Take a look at the picture to the left. Cruelty is a fetish that perhaps is the most difficult to dissuade people from. Violence is an anti-thesis to reason. And there can be no dissuasion where there is no reason. Especially when vanity is involved, cruelty is an irrational activity. Of course, there is always some morsel of reasoning going on behind the cruelness, some will to power. It does not suffice to say it is a rational activity in the classical sense.
The vanity of wearing fur is to display a peculiar indifference to suffering. Native Americans used to wear furs to survive, and some believed their souls would encompass the soul of the animal. And with almost all "higher" forms of culture comes from this kind of spiritualization of cruelty, an encodification of violence into culture. Without an element of violence at the heart of this spectacle, this theater of cruel animalistic tastes would not be possible. This is sadistic clothing, literally. It is a symbol of zoosadism. Holding the soul of a tortured animal on your body gives off a kind of spiritual fetishism with the symbols of the "leisure class".

There are some non-fashion arguments which are helpful here. Contrary to fur-industry propaganda, fur production does destroy the environment faster than alternative fur products. The amount of energy needed to produce a real fur coat from ranch-raised animal skins is approximately 20 times than needed to produce a fake fur garment.
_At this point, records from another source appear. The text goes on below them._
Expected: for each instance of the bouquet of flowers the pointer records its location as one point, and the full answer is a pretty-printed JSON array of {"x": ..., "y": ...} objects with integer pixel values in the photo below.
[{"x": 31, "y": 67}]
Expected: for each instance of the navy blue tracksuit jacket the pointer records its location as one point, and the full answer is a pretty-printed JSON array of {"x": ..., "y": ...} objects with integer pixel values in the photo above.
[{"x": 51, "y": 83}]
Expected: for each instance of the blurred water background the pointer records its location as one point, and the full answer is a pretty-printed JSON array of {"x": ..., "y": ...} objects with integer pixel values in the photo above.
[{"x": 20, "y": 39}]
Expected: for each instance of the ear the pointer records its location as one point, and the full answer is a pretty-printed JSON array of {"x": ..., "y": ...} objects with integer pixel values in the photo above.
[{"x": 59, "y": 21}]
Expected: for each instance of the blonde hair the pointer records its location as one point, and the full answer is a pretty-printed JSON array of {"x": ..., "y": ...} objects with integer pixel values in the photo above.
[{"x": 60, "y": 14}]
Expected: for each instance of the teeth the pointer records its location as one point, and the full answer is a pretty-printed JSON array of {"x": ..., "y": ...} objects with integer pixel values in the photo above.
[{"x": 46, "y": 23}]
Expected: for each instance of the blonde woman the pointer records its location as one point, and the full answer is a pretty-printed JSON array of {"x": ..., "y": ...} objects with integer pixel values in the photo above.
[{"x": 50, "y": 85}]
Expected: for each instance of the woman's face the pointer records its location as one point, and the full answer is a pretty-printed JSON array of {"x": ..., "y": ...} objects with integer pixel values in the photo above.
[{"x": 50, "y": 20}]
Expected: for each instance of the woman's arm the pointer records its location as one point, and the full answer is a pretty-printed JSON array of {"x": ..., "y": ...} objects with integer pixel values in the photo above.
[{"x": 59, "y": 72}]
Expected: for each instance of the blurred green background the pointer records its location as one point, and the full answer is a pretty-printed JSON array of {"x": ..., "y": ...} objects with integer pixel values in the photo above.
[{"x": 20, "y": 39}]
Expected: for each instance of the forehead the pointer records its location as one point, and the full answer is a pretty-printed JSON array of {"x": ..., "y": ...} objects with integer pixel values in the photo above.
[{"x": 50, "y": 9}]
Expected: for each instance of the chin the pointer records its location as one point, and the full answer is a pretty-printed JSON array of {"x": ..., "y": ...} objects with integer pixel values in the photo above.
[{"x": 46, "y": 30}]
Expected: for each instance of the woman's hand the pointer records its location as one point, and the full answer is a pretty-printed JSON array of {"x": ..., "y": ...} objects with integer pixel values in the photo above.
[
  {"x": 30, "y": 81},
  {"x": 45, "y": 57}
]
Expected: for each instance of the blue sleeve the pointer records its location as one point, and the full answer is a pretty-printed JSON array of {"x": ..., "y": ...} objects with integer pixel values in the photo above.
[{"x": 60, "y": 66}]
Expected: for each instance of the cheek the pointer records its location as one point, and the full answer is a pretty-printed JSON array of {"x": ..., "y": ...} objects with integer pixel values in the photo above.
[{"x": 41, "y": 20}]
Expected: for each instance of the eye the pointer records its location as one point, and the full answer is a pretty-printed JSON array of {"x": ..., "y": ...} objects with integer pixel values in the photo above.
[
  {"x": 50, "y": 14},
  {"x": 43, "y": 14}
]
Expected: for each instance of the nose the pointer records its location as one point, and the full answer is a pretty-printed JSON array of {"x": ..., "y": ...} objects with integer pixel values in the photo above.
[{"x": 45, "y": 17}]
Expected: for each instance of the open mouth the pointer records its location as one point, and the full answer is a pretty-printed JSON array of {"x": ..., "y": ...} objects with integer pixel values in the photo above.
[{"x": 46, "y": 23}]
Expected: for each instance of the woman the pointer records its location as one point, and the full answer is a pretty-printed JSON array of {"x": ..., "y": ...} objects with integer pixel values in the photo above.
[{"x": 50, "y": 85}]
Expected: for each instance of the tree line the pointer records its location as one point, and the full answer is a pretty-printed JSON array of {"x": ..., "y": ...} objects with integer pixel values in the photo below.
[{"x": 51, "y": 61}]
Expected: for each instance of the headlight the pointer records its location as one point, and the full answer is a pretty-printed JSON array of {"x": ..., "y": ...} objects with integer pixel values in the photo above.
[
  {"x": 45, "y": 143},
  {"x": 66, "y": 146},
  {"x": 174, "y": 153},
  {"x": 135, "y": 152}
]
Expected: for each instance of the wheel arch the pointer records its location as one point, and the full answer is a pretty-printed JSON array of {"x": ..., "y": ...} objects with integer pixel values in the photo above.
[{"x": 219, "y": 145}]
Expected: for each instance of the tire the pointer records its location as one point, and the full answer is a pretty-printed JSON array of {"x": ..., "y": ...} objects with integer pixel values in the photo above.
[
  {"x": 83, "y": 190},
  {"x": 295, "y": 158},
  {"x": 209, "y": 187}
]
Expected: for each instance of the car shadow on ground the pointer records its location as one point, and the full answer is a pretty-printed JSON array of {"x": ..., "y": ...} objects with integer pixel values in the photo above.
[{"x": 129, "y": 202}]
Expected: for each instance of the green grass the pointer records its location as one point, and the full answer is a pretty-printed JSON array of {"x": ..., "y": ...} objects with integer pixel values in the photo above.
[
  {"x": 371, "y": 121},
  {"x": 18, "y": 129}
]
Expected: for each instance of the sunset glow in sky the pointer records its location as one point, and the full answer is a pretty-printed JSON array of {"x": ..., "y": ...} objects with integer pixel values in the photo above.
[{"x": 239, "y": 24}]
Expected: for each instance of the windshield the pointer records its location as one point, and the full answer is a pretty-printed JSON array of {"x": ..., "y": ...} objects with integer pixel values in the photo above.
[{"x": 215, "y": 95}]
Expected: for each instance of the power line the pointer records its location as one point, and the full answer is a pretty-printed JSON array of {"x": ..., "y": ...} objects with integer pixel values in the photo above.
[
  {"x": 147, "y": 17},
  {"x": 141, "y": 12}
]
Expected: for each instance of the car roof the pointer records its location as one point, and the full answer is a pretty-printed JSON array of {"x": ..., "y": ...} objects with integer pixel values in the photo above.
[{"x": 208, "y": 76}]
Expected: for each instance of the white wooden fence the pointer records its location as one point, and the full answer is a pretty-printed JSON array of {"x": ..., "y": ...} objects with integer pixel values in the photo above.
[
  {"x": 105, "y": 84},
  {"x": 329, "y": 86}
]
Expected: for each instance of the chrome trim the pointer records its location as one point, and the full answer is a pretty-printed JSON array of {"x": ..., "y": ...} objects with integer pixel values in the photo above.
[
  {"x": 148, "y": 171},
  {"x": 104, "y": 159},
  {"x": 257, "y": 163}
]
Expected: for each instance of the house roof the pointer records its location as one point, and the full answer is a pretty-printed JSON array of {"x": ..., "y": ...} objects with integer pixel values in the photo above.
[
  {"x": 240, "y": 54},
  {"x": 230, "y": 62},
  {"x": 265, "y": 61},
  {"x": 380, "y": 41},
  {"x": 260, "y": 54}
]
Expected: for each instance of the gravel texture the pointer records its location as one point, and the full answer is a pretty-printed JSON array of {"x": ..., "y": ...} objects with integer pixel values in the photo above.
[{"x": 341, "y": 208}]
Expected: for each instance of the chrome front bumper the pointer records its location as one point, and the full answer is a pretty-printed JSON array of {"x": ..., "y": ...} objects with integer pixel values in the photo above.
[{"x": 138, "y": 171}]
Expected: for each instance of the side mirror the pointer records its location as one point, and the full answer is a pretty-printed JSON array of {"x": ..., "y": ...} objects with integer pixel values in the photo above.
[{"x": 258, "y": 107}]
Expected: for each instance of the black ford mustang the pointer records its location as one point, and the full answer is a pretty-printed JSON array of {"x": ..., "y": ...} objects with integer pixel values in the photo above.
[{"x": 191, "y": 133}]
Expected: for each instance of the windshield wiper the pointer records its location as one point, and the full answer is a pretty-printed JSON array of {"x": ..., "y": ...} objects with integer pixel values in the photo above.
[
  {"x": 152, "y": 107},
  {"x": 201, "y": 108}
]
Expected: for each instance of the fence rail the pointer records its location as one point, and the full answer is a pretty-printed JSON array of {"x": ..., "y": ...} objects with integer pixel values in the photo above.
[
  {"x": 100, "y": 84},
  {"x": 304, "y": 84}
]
A fur coat isn't biodegradable either, since chemical treatments are applied to stop the fur from rotting in your closet. This Janus-faced industry is even so bold as to provide us with a list of "reasons to wear fur", and they make little sense when all of them rest on fur being simply "fashionable" and only two address real concerns like the environment and commodified cruelty, (which is pathetically legalistic). It is still legal, they say. Notice the circularity and contingency of this notion. And I find "warmth" itself to be a poor argument also, since so many other fabrics provide that too at less expensive rates and more manageable tastes.


The fashion industry similarly grew out of this type of "warrior-class" status, which became accustomed to doing nothing, since the warrior activities and responsibilities had also been shifted to the inferior classes. Yet the leisure class still displayed the warrior-like prowess and the tribalisms of the traditional warrior class. Only now the sole activity of this leisure class is to be leisurely and impress other leisure class-members, an endlessly self-reflective activity. These new "priests" of fashion are useful to no one, yet dictate the desires of the working classes through telecommunications and other means. As a symbol of their leisurely existence, they drape themselves in lavish, inefficient clothing. A symbol of their inefficient and sloth-like status in society.
The priestly status of fashionists neglects to mention the mounds of mink skull the entire project rests upon. The consumers care little about that, however, because this part of the equation is extracted from the codified simplicity of consumerism. Our culture also has ironically pointed out that the killing of other species leads to the killing of our own species. As many serial killers have testified, they enjoyed murdering small animals in their youth. A perusal of FBI records easily displays a link between a history of cruelty to animals in one's childhood as one of the traits that regularly appears in its computer records of rapists and murderers. It is worse when this atrocity is cemented into "culture". It then lies like a shroud over our perceptions.
Fur fetishism will perhaps be diagnosed as a personality disorder by psychiatrists of the future. Yet for now it is but a symptom of a deep societal disturbance. The French used to round cats up into a large net and lower them into a bonfire. Steven Pinker recounts that the French spectators "shrieked with laughter as the cats, howling in pain, were singed, roasted, and finally carbonized." How classy. How bourgeois. It is this kind of humorous sensibility that pushes me to question more contemporary forms of humor and entertainment. Consider the circus. Isn't it strange that watching wild animals perform unnatural tricks outside their natural habitats is oddly entertaining? Or that it might teach children something about the animals, or their endangerment? By displaying bears as tricycle-riding buffoons and by dressing elephants in tutus, circuses present animals as creatures whose purpose is to amuse us. The codified message is: animals are dispensable creatures, and one can freely laugh at their suffering and captivity. Parents at the circus are just as unreliable as the circus itself, and the child learns nothing.